I often fantasize what a world would be like if we interacted like children. If we approached the people we were interested in, fearlessly, with no question of their motives. If we said "I like you," and "I don't like you," by trusting some internal compass built into our systems. If when someone doesn't like us, instead of asking "why" or "what am I doing wrong" we simply moved on. It is not this simple, but what if.
Children are engaged with the world. There is no future beyond what they can see. They touch, and taste, and smell everything. The pile of dirt is as interesting as the strawberries bouncing in champagne as the girl sleeping under a sun hat. They are led by their curiosity and thought is intertwined in action. This level of being is free from the chains of self-awareness. There is no thought of how they are being perceived in the world, they just are what they are.
I've spent a lot of time cultivating this innocence within myself. Of staying open, and curious, and alive and present. I am unbecoming things I thought I was by shaking people, and lifestyles, and activities from my life. Our lives are reflections, and the people and things we spend time reflecting with dig deeply down into our soul. While I often wish that I could exist without asking the existential "whys," lately I have been enjoying the journey of rational-emotional thought. Of deep feeling, presence and play mixed with the ability to process and understand what is happening. There is an art to presence. Of really feeling what things and people make you happy, and then making time and room for those things.
I catch myself often, in awe, of what a gift it is to be a human. To be struck by the beauty of a sunset to the point of tears while letting the chill of an ocean that touches the whole world wash over me, and to feel loved deeply and fully because I can love deeply and fully. I have chosen a path that finds happiness and joy in the every day. A path that seeks meaning in the mundane, and depth in lunchtime conversation. I am learning to listen to my body, about which people, places, and things help me touch the magic. The magic that is all around us, keeping a few billion people alive on a planet moving through space, with hearts and lungs in every single one.
When I think about who I am, I think about myself as a child. What interests and curiosities I followed without question of how they would be received.
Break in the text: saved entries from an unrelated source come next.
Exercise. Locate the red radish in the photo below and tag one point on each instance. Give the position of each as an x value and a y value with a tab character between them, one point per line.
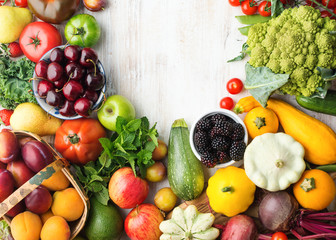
240	227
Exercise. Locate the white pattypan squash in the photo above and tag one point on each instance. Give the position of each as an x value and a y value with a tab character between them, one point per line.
189	224
273	161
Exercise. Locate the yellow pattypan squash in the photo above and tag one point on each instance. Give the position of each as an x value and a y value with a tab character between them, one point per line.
230	191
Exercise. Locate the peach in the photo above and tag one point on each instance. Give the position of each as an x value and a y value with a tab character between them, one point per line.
55	228
67	204
58	181
26	226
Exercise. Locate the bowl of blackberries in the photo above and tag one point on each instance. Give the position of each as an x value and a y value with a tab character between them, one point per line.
218	139
69	82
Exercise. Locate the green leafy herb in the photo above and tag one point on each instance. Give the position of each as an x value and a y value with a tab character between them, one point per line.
131	145
242	54
262	82
276	8
15	87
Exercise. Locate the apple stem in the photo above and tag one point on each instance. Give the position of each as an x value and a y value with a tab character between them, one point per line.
94	65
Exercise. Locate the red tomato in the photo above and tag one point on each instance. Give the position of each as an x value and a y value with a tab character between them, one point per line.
264	8
21	3
234	3
234	86
279	236
226	103
331	4
37	38
249	7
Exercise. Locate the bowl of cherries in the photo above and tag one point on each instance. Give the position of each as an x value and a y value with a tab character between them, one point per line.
69	82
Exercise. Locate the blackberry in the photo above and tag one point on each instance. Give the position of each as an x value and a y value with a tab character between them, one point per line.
238	132
208	159
227	128
223	157
217	118
203	124
237	150
201	139
220	143
215	131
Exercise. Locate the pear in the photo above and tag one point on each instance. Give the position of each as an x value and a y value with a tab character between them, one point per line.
32	118
13	20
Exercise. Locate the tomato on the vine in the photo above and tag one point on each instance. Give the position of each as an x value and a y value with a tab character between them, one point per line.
21	3
279	236
249	7
234	86
226	103
331	3
234	3
264	8
37	38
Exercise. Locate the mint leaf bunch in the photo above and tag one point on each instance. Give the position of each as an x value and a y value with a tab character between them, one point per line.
131	145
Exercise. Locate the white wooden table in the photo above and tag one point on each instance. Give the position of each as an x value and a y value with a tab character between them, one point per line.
169	58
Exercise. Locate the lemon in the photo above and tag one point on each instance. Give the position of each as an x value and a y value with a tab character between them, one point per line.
32	118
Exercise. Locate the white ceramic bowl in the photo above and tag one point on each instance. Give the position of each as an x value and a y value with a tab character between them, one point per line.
55	110
229	114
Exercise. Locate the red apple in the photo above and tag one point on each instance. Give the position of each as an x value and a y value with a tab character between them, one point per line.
20	171
126	190
6	184
142	223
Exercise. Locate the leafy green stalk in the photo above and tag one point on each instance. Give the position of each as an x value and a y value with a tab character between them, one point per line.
131	145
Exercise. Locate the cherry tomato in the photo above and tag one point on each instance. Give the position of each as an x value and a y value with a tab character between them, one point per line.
279	236
264	8
37	38
21	3
226	103
249	7
234	3
331	4
234	86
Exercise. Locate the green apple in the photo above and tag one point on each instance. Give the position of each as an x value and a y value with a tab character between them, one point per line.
114	106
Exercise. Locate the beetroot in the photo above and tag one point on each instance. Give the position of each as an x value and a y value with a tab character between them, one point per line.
240	227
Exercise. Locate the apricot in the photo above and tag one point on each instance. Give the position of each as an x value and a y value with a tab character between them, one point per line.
67	204
26	226
55	228
160	152
58	181
45	216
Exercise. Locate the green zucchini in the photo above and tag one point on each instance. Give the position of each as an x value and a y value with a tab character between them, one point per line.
185	171
325	105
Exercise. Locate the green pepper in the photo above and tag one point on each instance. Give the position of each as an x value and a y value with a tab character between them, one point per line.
82	30
55	11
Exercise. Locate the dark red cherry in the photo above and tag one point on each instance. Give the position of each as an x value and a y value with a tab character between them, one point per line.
44	87
55	98
67	109
88	58
94	81
72	53
57	55
54	72
82	107
41	69
72	90
91	95
74	71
Who I gravitated towards, and what I gravitated from. Freedom from hidden motives and agendas. I am not on a rush to get anywhere, but I am in a hurry to be here now. To be what I am when the world falls away, unbecoming the shit I've collected along the way, and falling back into the world that sustains me.
Because I'm starting to think that the more we do the things we love, the more we become who we are naturally. When we get lost in the world around us we find the world within us that makes us feel alive. The journey isn't to become something, it is to be the something you always have been.